© JUNGE FREIHEIT Verlag GmbH & Co.  www.jungefreiheit.de    20/01 11. Mai 2001

 
CD: Rock
Kraft & Zauber
Thorsten Thaler

Zehn Jahre nach der Trennung von der schon damals legendären E-Street-Band versammelte Bruce "The Boss" Springsteen 1999 seine alten Weggefährten wieder um sich und ging mit ihnen auf Welttournee. Die E-Street-Band, das sind: Max Weinberg (dr), Roy Bittan (piano), Danny Federici (key), Garry Tallent (bass), Steve Van Zandt (g, voc), Nils Lofgren (g, voc), Clarence Clemons (sax) sowie Springsteens zweite Frau Patti Scialfa (g, voc).

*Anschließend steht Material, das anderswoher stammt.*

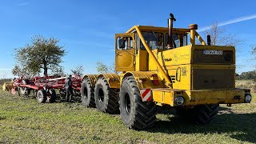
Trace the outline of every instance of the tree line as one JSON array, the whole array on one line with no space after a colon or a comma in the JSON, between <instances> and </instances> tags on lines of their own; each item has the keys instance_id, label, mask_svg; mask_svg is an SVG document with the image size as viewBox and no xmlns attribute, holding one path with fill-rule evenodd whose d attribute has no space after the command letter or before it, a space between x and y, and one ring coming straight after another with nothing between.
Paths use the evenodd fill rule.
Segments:
<instances>
[{"instance_id":1,"label":"tree line","mask_svg":"<svg viewBox=\"0 0 256 144\"><path fill-rule=\"evenodd\" d=\"M222 27L214 23L211 29L205 32L205 37L210 35L211 45L234 46L241 45L242 40L236 35L227 34ZM25 46L14 49L16 64L12 73L18 77L38 76L40 74L64 76L64 68L61 66L62 58L67 54L64 46L59 46L59 39L54 38L46 38L41 35L36 35L31 38L30 43ZM251 46L253 60L256 60L256 46ZM98 73L117 73L114 62L106 65L98 61L96 63L96 70ZM78 65L71 70L72 74L82 75L84 68ZM238 79L255 78L255 70L236 74Z\"/></svg>"}]
</instances>

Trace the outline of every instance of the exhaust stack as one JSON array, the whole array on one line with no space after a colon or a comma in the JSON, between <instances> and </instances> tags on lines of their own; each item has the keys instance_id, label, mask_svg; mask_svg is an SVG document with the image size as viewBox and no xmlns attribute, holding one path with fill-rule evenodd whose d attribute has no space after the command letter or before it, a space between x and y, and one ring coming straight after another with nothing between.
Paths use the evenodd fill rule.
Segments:
<instances>
[{"instance_id":1,"label":"exhaust stack","mask_svg":"<svg viewBox=\"0 0 256 144\"><path fill-rule=\"evenodd\" d=\"M172 49L174 48L173 45L173 26L174 26L174 21L175 22L176 19L174 18L174 16L173 14L170 14L170 18L168 18L168 30L169 30L169 34L168 34L168 42L167 42L167 49Z\"/></svg>"}]
</instances>

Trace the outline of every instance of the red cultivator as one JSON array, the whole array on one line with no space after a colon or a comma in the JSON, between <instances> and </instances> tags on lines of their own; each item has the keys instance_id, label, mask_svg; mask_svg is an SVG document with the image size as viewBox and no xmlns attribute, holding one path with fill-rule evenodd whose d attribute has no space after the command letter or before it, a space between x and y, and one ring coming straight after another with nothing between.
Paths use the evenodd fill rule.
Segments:
<instances>
[{"instance_id":1,"label":"red cultivator","mask_svg":"<svg viewBox=\"0 0 256 144\"><path fill-rule=\"evenodd\" d=\"M64 87L66 77L34 77L29 80L26 78L15 79L13 83L12 93L18 91L18 94L29 96L32 92L38 102L54 102L56 99L55 90L59 90L61 95L65 95ZM73 90L79 93L81 90L82 78L73 76Z\"/></svg>"}]
</instances>

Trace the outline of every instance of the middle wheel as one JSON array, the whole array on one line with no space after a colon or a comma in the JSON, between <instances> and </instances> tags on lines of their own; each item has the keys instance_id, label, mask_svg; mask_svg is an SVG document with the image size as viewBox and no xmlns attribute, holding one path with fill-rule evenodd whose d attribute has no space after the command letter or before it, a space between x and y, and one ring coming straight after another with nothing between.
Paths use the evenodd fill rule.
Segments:
<instances>
[{"instance_id":1,"label":"middle wheel","mask_svg":"<svg viewBox=\"0 0 256 144\"><path fill-rule=\"evenodd\" d=\"M96 107L102 112L114 114L118 111L118 93L111 89L103 77L97 80L94 89Z\"/></svg>"}]
</instances>

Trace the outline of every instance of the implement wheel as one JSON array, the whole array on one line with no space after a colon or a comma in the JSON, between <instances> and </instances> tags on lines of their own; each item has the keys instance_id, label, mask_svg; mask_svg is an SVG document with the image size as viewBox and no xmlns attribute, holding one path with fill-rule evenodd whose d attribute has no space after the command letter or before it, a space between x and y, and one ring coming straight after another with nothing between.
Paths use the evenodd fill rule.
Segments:
<instances>
[{"instance_id":1,"label":"implement wheel","mask_svg":"<svg viewBox=\"0 0 256 144\"><path fill-rule=\"evenodd\" d=\"M85 107L95 107L94 87L92 86L89 78L82 81L81 86L81 101Z\"/></svg>"},{"instance_id":2,"label":"implement wheel","mask_svg":"<svg viewBox=\"0 0 256 144\"><path fill-rule=\"evenodd\" d=\"M190 109L180 107L177 110L178 116L192 121L197 124L208 124L217 115L219 105L199 105Z\"/></svg>"},{"instance_id":3,"label":"implement wheel","mask_svg":"<svg viewBox=\"0 0 256 144\"><path fill-rule=\"evenodd\" d=\"M23 85L29 85L30 84L30 81L28 79L23 79L22 80L22 84ZM30 94L31 90L27 87L19 87L19 96L23 95L23 96L29 96Z\"/></svg>"},{"instance_id":4,"label":"implement wheel","mask_svg":"<svg viewBox=\"0 0 256 144\"><path fill-rule=\"evenodd\" d=\"M118 93L115 89L110 89L105 78L99 78L95 84L96 107L102 112L115 114L118 111Z\"/></svg>"},{"instance_id":5,"label":"implement wheel","mask_svg":"<svg viewBox=\"0 0 256 144\"><path fill-rule=\"evenodd\" d=\"M45 90L40 90L37 92L37 99L39 103L46 102L47 99L47 92Z\"/></svg>"},{"instance_id":6,"label":"implement wheel","mask_svg":"<svg viewBox=\"0 0 256 144\"><path fill-rule=\"evenodd\" d=\"M142 102L134 77L122 81L119 98L122 120L128 128L142 130L154 126L156 106L153 102Z\"/></svg>"}]
</instances>

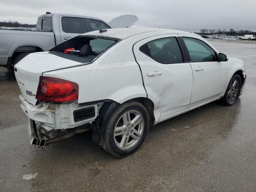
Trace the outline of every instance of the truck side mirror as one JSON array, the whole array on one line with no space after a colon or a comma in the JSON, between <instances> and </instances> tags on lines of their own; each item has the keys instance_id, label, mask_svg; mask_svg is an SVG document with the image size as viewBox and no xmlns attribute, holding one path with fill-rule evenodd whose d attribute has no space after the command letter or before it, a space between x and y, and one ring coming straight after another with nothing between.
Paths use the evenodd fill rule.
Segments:
<instances>
[{"instance_id":1,"label":"truck side mirror","mask_svg":"<svg viewBox=\"0 0 256 192\"><path fill-rule=\"evenodd\" d=\"M228 56L222 53L219 53L218 55L219 61L227 61L228 60Z\"/></svg>"}]
</instances>

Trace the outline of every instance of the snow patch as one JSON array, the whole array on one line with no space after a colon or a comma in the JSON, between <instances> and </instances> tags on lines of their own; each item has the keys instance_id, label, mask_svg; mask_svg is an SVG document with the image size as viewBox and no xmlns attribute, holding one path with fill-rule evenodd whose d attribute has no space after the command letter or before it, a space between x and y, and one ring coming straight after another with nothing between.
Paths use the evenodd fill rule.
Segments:
<instances>
[{"instance_id":1,"label":"snow patch","mask_svg":"<svg viewBox=\"0 0 256 192\"><path fill-rule=\"evenodd\" d=\"M26 180L29 180L30 179L32 179L35 178L38 173L30 173L30 174L27 174L26 175L24 175L22 176L22 179L26 179Z\"/></svg>"}]
</instances>

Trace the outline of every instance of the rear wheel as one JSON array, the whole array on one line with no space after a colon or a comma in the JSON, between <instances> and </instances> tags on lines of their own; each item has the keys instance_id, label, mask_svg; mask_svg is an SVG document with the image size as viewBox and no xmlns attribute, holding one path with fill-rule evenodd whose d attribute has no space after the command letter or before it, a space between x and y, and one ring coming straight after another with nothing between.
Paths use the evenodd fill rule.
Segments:
<instances>
[{"instance_id":1,"label":"rear wheel","mask_svg":"<svg viewBox=\"0 0 256 192\"><path fill-rule=\"evenodd\" d=\"M238 99L242 88L242 79L239 75L234 75L230 80L222 101L225 105L234 105Z\"/></svg>"},{"instance_id":2,"label":"rear wheel","mask_svg":"<svg viewBox=\"0 0 256 192\"><path fill-rule=\"evenodd\" d=\"M102 146L114 156L125 156L141 145L149 127L149 118L145 107L136 102L125 103L110 115Z\"/></svg>"}]
</instances>

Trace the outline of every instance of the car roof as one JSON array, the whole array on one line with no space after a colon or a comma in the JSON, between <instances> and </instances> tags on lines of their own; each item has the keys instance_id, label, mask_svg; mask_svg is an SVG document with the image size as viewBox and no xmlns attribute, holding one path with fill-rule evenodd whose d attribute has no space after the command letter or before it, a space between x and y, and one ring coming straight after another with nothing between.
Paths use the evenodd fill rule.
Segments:
<instances>
[{"instance_id":1,"label":"car roof","mask_svg":"<svg viewBox=\"0 0 256 192\"><path fill-rule=\"evenodd\" d=\"M153 33L158 32L158 34L187 34L197 35L194 33L190 33L178 30L173 30L168 29L160 28L119 28L114 29L108 29L106 31L100 32L99 30L92 31L84 33L82 35L96 35L112 37L120 39L126 39L131 36L141 34L143 33Z\"/></svg>"}]
</instances>

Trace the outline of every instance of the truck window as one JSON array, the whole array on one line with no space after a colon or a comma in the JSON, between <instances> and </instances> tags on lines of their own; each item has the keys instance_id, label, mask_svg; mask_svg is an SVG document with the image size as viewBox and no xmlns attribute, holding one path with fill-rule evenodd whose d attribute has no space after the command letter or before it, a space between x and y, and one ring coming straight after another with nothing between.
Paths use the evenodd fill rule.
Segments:
<instances>
[{"instance_id":1,"label":"truck window","mask_svg":"<svg viewBox=\"0 0 256 192\"><path fill-rule=\"evenodd\" d=\"M61 18L62 31L67 33L84 33L88 32L84 18L63 17Z\"/></svg>"},{"instance_id":2,"label":"truck window","mask_svg":"<svg viewBox=\"0 0 256 192\"><path fill-rule=\"evenodd\" d=\"M109 29L110 27L102 21L95 19L88 19L90 26L92 31L100 29Z\"/></svg>"},{"instance_id":3,"label":"truck window","mask_svg":"<svg viewBox=\"0 0 256 192\"><path fill-rule=\"evenodd\" d=\"M44 32L52 32L52 17L38 18L36 24L36 30Z\"/></svg>"}]
</instances>

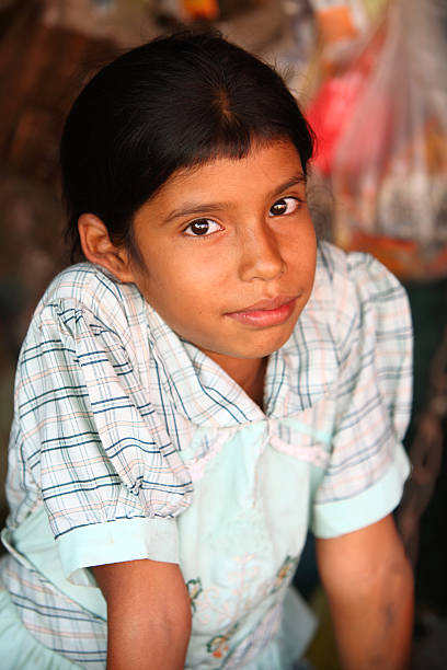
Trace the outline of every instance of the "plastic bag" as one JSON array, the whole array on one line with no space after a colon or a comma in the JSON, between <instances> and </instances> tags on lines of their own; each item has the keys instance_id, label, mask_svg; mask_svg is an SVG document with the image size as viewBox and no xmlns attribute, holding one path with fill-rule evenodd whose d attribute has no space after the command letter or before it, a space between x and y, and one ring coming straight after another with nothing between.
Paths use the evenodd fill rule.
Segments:
<instances>
[{"instance_id":1,"label":"plastic bag","mask_svg":"<svg viewBox=\"0 0 447 670\"><path fill-rule=\"evenodd\" d=\"M440 0L390 5L374 67L331 148L335 241L406 279L447 275L446 13Z\"/></svg>"}]
</instances>

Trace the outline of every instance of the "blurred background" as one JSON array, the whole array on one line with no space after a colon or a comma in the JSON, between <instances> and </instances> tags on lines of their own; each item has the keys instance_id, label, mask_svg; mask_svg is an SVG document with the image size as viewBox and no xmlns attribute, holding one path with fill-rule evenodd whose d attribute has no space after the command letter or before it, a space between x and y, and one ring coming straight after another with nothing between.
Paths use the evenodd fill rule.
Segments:
<instances>
[{"instance_id":1,"label":"blurred background","mask_svg":"<svg viewBox=\"0 0 447 670\"><path fill-rule=\"evenodd\" d=\"M309 199L320 234L374 254L409 292L413 474L396 517L416 575L413 666L446 669L446 0L0 0L0 521L16 357L69 263L65 115L98 68L184 24L217 25L279 69L318 137ZM311 542L296 584L321 622L309 667L337 670Z\"/></svg>"}]
</instances>

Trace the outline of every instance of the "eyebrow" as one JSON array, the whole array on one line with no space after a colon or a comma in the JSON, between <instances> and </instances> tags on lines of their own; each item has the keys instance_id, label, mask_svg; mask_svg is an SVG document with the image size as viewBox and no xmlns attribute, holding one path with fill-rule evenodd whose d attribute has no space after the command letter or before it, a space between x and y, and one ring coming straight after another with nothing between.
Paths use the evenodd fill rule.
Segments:
<instances>
[{"instance_id":1,"label":"eyebrow","mask_svg":"<svg viewBox=\"0 0 447 670\"><path fill-rule=\"evenodd\" d=\"M280 193L284 193L284 190L287 190L293 186L298 186L299 184L306 184L306 176L302 173L290 177L289 180L287 180L287 182L284 182L284 184L279 184L279 186L277 186L267 194L267 197L274 198ZM202 213L205 210L219 211L228 208L228 206L229 203L185 203L185 205L180 209L173 209L163 220L163 224L169 223L170 221L172 221L173 219L177 219L179 217L188 217L191 215Z\"/></svg>"}]
</instances>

Die überall ausverkauften Konzerte, darunter acht in Deutschland (JF 23/99), wurden zu einer triumphalen Rückkehr der "Zukunft des Rock’n’ Roll", die der Musikkritiker und Produzent John Landau Springsteen 1974 prophezeite, nachdem er ihn bei einem Konzert in Boston gesehen hatte. Zu dieser Zeit hatte Spring-steen mit "Greetings from Asbury Park" und "The Wild, The Innocent & The E Street Shuffle" bereits zwei Alben veröffentlicht, die sich jedoch nur mittelprächtig verkauften. Den Durchbruch schaffte er 1975 mit seiner dritten, von Landau produzierten LP "Born To Run". Die schnörkellosen Rock’n’Roll-Stücke mit Texten, in denen Springsteen Geschichten über den Alltag von Menschen abseits der Welt des Glitter und Glamour erzählte, begeisterten Fans und Kritiker gleichermaßen; am 27. Oktober 1975 erschien er gleichzeitig auf den Titeln der US-Magazine Time und Newsweek. Den stärksten Eindruck aber hinterließ Springsteen bei seinen Live-Auftritten. Von der physischen Präsenz und ungebändigten Spielfreude Spring-steens und seiner Musiker – die Konzerte dauerten in der Regel mehr als vier Stunden – ging eine Faszination aus, der sich niemand entziehen konnte.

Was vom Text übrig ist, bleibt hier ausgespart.